How Smart Rings Calculate Sleep Stages (and Why They're Mostly Guessing)

TL;DR

Your smart ring does not measure sleep stages. It measures heart rate variability and movement, then runs a classifier trained on people who were simultaneously wired to EEG machines in sleep labs. The ring is guessing. That guess is sometimes useful and often wrong, and the industry has spent a decade pretending otherwise. Pulsyn does the same guess on your phone, but we tell you it is a guess.

What polysomnography actually measures

The gold standard for sleep staging is polysomnography, or PSG. If you have ever done a sleep study, you know the setup: twenty-plus electrodes glued to your scalp, face, and chest; wires running to a wall-mounted amplifier; a technician watching the waveforms in real time from another room. PSG records EEG for brain activity, EOG for eye movements, and EMG for muscle tone. A trained sleep technologist scores the data in 30-second epochs, assigning each epoch to wake, REM, light N1/N2, or deep N3 sleep based on the actual electrical signals your brain and body produce.

The distinction between light and deep sleep is not a vibe. It is defined by the presence of slow delta waves on EEG and the absence of muscle tone on EMG. REM sleep is defined by a wake-like EEG pattern combined with rapid eye movements and a near-complete loss of muscle tone. These are physiological facts. You cannot substitute them.

A consumer smart ring has none of these sensors. It has a three-axis accelerometer and a set of green LEDs shining into your finger. That is the entire input set. The question is not whether a ring can measure sleep stages as well as PSG. The question is whether it can measure them at all.

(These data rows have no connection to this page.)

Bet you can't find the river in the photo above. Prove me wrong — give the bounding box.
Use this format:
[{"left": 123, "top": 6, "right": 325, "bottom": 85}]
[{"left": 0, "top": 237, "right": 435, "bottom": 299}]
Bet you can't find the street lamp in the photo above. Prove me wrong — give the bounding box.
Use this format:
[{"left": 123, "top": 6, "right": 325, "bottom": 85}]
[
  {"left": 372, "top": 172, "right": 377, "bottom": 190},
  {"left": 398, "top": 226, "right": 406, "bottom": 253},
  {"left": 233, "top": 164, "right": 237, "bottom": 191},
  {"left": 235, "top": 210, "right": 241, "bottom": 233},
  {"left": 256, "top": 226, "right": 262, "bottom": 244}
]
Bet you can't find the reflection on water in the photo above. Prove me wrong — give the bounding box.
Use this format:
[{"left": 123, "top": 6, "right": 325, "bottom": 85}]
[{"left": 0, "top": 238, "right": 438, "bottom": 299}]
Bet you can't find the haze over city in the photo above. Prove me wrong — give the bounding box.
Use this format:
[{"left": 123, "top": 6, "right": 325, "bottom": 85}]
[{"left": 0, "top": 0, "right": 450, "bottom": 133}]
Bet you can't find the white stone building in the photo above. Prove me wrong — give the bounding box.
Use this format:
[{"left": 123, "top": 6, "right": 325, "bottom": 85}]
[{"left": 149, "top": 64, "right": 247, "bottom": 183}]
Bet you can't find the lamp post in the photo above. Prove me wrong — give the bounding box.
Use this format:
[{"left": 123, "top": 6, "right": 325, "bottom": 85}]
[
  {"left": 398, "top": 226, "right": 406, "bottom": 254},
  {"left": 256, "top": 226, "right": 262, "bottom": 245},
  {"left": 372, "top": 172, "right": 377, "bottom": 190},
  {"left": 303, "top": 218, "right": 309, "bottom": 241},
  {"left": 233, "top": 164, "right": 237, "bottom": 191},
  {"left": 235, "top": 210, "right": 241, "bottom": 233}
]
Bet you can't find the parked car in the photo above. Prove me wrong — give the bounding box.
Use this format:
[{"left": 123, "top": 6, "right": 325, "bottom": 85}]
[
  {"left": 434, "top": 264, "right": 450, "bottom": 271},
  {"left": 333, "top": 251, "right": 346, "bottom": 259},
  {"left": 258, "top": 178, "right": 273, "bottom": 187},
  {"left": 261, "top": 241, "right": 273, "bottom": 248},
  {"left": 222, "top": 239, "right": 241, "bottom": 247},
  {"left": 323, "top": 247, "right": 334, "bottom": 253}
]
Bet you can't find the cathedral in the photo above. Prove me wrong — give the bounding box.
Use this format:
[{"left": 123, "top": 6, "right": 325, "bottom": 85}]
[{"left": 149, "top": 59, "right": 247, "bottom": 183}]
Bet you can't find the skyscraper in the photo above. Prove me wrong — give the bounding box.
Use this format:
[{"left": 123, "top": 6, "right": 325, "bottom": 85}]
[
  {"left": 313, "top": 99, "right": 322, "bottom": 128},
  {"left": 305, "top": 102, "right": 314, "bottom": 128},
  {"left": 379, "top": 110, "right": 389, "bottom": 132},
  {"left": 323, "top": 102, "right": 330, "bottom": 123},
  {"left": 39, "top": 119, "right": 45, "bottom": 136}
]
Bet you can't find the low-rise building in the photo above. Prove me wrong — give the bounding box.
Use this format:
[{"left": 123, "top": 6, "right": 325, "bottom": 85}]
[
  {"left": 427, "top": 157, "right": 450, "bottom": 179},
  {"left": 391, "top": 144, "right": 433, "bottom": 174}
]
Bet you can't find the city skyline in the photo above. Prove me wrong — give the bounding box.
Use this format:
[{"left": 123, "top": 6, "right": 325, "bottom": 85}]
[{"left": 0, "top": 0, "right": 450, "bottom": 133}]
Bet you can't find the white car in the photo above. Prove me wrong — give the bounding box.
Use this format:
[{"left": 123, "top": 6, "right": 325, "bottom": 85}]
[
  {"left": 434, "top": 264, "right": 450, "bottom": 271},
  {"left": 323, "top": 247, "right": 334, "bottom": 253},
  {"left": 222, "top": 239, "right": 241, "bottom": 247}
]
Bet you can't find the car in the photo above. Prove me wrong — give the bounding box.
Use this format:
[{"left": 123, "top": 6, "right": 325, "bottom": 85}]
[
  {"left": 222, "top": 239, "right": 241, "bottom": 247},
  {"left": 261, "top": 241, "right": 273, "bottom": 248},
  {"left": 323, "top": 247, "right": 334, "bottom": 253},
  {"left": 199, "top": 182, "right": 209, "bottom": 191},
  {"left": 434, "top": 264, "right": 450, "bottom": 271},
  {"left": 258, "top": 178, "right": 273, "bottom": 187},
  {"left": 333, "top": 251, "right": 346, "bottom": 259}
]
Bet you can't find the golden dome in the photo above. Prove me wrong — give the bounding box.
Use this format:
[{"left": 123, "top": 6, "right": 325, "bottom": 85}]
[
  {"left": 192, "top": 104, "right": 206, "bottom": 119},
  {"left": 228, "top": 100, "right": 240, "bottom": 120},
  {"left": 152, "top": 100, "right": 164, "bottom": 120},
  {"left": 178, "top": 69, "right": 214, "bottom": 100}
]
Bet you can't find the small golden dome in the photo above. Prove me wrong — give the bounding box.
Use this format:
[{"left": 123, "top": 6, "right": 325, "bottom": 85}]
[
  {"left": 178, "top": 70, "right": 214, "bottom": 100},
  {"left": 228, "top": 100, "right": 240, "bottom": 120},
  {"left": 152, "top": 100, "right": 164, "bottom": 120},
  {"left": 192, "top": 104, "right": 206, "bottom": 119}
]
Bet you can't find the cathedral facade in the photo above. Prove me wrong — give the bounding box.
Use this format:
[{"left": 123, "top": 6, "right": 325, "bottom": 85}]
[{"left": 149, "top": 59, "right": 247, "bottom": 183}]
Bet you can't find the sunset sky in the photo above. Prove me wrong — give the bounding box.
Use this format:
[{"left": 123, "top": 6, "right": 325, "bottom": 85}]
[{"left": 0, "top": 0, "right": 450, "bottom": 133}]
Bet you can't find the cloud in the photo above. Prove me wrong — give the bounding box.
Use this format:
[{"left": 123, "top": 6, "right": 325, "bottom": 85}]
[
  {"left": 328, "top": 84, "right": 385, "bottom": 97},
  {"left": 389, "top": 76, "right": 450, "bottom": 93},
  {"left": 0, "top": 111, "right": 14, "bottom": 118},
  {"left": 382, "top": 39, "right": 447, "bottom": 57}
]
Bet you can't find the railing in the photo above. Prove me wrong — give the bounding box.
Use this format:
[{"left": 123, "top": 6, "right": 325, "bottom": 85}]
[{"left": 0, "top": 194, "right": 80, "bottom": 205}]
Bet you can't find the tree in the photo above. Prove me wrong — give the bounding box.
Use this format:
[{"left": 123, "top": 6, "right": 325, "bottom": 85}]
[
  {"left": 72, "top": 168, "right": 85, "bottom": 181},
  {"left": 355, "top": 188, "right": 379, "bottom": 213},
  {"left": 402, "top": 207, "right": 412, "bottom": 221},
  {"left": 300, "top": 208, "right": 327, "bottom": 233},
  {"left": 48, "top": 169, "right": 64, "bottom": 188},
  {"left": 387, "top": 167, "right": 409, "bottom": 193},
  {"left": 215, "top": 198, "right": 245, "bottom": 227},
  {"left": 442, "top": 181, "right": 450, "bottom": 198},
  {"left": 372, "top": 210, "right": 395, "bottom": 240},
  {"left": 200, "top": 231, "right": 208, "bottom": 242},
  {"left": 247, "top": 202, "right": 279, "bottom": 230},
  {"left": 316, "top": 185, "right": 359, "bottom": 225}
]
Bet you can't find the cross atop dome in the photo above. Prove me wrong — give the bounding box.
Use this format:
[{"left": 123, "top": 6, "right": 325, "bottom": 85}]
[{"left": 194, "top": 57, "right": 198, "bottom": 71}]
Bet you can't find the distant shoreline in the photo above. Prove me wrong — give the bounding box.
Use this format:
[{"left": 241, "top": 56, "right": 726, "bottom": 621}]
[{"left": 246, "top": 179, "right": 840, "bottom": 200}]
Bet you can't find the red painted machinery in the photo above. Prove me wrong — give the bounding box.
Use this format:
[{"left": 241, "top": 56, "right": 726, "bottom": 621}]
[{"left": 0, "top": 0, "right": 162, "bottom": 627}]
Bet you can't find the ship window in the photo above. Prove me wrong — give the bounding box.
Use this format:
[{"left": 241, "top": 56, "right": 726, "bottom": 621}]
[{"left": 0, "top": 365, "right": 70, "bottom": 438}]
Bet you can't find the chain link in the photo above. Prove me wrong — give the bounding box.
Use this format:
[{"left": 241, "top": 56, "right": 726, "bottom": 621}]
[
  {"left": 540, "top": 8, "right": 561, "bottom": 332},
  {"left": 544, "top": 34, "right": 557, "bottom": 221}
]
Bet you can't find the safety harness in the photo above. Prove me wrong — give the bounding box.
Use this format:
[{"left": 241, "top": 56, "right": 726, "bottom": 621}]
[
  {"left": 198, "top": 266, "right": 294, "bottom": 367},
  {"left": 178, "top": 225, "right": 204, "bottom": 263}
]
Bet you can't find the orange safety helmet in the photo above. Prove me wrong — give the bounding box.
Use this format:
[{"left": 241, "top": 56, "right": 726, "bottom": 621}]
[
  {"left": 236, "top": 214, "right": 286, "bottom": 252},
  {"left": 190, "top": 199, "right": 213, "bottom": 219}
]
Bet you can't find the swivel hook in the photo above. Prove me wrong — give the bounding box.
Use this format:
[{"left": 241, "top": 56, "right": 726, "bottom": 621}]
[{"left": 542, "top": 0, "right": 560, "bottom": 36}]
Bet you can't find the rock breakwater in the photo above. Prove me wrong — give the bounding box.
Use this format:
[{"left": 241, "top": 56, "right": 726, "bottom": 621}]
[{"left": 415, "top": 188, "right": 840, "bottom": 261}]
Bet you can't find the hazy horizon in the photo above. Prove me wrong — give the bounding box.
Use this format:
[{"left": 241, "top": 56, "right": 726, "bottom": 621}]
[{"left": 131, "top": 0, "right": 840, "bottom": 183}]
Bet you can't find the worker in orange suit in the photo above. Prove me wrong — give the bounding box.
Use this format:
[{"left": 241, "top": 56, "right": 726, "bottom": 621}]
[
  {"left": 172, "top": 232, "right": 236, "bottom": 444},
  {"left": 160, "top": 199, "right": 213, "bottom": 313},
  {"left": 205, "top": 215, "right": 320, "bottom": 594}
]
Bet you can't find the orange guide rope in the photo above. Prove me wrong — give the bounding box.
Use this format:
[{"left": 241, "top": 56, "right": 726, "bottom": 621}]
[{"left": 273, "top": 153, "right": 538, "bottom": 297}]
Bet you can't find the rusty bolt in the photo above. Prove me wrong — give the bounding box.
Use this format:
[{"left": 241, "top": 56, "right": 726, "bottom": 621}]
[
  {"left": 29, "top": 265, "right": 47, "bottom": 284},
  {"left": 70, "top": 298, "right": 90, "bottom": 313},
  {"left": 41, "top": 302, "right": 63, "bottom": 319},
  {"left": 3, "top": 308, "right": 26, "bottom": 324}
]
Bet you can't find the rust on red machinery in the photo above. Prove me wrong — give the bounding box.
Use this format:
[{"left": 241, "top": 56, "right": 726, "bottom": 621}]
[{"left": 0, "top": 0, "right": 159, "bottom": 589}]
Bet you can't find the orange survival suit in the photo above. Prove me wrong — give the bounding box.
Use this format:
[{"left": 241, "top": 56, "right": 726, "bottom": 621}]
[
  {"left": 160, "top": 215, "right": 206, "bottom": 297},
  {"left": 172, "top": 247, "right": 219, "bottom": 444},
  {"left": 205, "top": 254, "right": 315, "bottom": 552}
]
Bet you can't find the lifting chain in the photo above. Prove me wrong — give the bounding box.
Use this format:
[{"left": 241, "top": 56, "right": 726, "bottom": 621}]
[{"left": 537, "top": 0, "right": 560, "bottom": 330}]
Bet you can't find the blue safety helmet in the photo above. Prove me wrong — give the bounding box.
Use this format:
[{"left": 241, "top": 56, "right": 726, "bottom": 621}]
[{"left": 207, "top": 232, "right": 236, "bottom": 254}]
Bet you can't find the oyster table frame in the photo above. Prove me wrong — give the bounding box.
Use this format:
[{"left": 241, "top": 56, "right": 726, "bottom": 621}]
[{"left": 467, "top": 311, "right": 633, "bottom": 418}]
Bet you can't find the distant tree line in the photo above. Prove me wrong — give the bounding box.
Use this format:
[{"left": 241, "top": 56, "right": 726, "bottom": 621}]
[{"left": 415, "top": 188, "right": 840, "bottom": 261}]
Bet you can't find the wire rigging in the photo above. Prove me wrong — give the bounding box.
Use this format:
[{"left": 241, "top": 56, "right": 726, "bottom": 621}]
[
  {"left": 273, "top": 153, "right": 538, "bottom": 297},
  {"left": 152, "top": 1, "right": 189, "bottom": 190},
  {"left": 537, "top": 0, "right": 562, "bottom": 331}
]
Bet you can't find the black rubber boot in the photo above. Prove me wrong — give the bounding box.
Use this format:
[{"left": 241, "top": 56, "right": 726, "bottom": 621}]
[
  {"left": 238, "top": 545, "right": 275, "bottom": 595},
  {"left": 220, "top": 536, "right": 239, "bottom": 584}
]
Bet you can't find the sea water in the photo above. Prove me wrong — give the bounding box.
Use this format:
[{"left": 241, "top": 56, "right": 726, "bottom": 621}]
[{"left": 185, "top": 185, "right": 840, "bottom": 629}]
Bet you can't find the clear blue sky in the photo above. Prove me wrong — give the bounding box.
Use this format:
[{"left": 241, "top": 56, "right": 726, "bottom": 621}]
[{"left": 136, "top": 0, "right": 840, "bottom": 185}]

A medical sleep study setup with monitoring equipment and sensors, the actual gold standard that smart rings try to approximate without the electrodes

How rings actually guess

Every mainstream smart ring (Oura, Whoop, RingConn, the Apple Watch in sleep mode, and every Fitbit with a SpO2 sensor) uses the same fundamental pipeline. It is not a secret. The patent literature and academic papers are public.

First, the ring collects inter-beat intervals from the PPG sensor. The green LED illuminates the capillary bed in your finger, and the photodiode measures the variation in reflected light that corresponds to blood volume changes with each heartbeat. The firmware detects the peak of each pulse wave and records the time between peaks. That is your inter-beat interval series, and from it the algorithm derives heart rate variability.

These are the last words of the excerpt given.